The results are reasonably good. Let’s look at the code. We load data, define a loss function which contains the model, define a gradient, then train , and finally evaluate the model. This pattern is fairly common.

## Custom gradient descent to solve versicolor vs virginica classification using only four feature

import numpy as np
import matplotlib.pyplot as plt
from sklearn.datasets import load_iris

def load_two_species(species_pair=(0, 1), *, remap=True):
    if len(species_pair) != 2:
        raise ValueError("species_pair must contain exactly two integers (e.g. (0, 2)).")
    if not all(label in {0, 1, 2} for label in species_pair):
        raise ValueError("Labels must be chosen from 0, 1, 2.")

    iris = load_iris()
    X_all, y_all = iris.data, iris.target

    # Boolean mask: keep rows whose label is in species_pair
    mask = np.isin(y_all, species_pair)
    X, y = X_all[mask], y_all[mask]

    if remap:
        # Map the first chosen label → 0, the second → 1
        label_map = {species_pair[0]: 0, species_pair[1]: 1}
        y = np.vectorize(label_map.get)(y)

    return X, y


# Load the dataset to get names
iris = load_iris()

# Access the data, only two species
iris_species_1 = 1
iris_species_2 = 2
X, y = load_two_species((iris_species_1, iris_species_2))

# Define the objective function and its gradient 
def L(w, b):
    e = y - 1/(1+np.exp(X @ w-b*np.ones(100)))
    return np.linalg.norm(e)/100

def grad_L(w, b):
    """Gradient of f"""
    e = y - 1/(1+np.exp(X @ w-b*np.ones(100)))
    act = 1/(1+np.exp(X @ w-b*np.ones(100)))
    grad_w = np.zeros(4)
    for i in range(0,4):
        grad_w[i] = np.sum(e * act * (1-act) * X[:,i])
    grad_b = -np.sum(e *act * (1-act))
    return np.concatenate([grad_w, np.array([grad_b])])*1/100

# Steepest Descent
def steepest_descent(start, alpha=0.1,tol=1e-6, max_iter=150000):
    theta = np.array(start, dtype=float)
    iterates = [theta.copy()]
    optimal_values=[L(theta[:4],theta[4])]
    for _ in range(max_iter):
        grad = grad_L(theta[:4], theta[4])
        
        # Newton step: x_new = x - H_inv * grad
        theta -= alpha*grad
        
        iterates.append(theta.copy())
        optimal_values.append(L(theta[:4],theta[4]))
        
        # Convergence check
        if np.linalg.norm(grad) < tol:
            break
    
    return theta, iterates, optimal_values


# Pick an initial point $\theta_0$
start_point = np.array([1.0,1.0,-5.0,0.0, -10.0])*0.0

# Run gradient descent 
optimum, iterates, optimal_values = steepest_descent(start_point)

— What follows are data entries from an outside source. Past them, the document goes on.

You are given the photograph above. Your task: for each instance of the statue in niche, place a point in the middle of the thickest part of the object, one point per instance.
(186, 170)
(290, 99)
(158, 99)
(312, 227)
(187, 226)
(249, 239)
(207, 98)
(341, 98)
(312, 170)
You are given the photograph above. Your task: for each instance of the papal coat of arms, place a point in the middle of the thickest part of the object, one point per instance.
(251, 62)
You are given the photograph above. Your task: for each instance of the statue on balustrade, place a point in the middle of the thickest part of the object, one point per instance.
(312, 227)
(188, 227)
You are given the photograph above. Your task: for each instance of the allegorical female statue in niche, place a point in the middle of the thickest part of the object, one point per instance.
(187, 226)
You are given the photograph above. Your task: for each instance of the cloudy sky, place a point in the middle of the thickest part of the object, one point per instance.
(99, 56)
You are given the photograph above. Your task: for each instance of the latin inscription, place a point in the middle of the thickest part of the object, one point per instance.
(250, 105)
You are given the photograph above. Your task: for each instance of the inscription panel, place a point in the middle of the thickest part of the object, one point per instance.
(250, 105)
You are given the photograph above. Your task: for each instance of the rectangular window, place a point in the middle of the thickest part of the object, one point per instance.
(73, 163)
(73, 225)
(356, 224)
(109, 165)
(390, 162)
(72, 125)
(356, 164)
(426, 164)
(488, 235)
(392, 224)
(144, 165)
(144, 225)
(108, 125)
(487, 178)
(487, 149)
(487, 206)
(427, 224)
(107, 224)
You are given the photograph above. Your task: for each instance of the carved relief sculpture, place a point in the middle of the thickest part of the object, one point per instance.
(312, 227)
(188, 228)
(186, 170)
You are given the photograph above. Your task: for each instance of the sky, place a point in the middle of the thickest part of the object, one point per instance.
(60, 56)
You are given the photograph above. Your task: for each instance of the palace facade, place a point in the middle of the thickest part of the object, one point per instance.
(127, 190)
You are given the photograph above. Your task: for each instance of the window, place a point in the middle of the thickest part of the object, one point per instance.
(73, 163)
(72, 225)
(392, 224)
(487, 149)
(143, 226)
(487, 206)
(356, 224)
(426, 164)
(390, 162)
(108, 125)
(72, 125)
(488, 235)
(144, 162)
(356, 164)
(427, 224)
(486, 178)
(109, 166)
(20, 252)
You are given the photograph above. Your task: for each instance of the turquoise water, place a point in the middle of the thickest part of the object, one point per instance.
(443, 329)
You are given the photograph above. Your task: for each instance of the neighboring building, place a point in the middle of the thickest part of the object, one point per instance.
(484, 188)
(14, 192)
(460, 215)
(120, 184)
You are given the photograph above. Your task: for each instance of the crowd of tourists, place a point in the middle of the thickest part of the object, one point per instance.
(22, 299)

# Extract iterate points for printing and plotting
iterates = np.array(iterates)
print(f"w = {iterates[-1,:4]}, b = {iterates[-1,4]}")

# Plotting: Loss
plt.figure(figsize=(8, 6))
plt.plot(range(0,len(optimal_values)),optimal_values,  'o-', color="blue")
plt.xlabel("iterates (k)")
plt.ylabel(f"Loss")
plt.show()


# Show Confusion Matrix
w = iterates[-1,:4] 
b = iterates[-1,4]
y_pred = 1/(1+np.exp(X @ w -b*np.ones(100)))

from sklearn.metrics import confusion_matrix
cm = confusion_matrix(y,np.round(y_pred))
print("Confusion Matrix:\n",cm)

What’s Next

Everything looks reasonable so far. We had data, we proposed parametrized models, and we fit the model parameters to the data using optimization and we looked at the results. We ignored the many challenges when working on real problems:

  1. What should the initial guess be for gradient descent? What should the step-size be?
  2. How do you evaluate models when you can’t visually inspect the models outputs and ground truth?
  3. How will you obtain gradients for more complex models?
  4. What happens to gradient descent when you have millions of data points?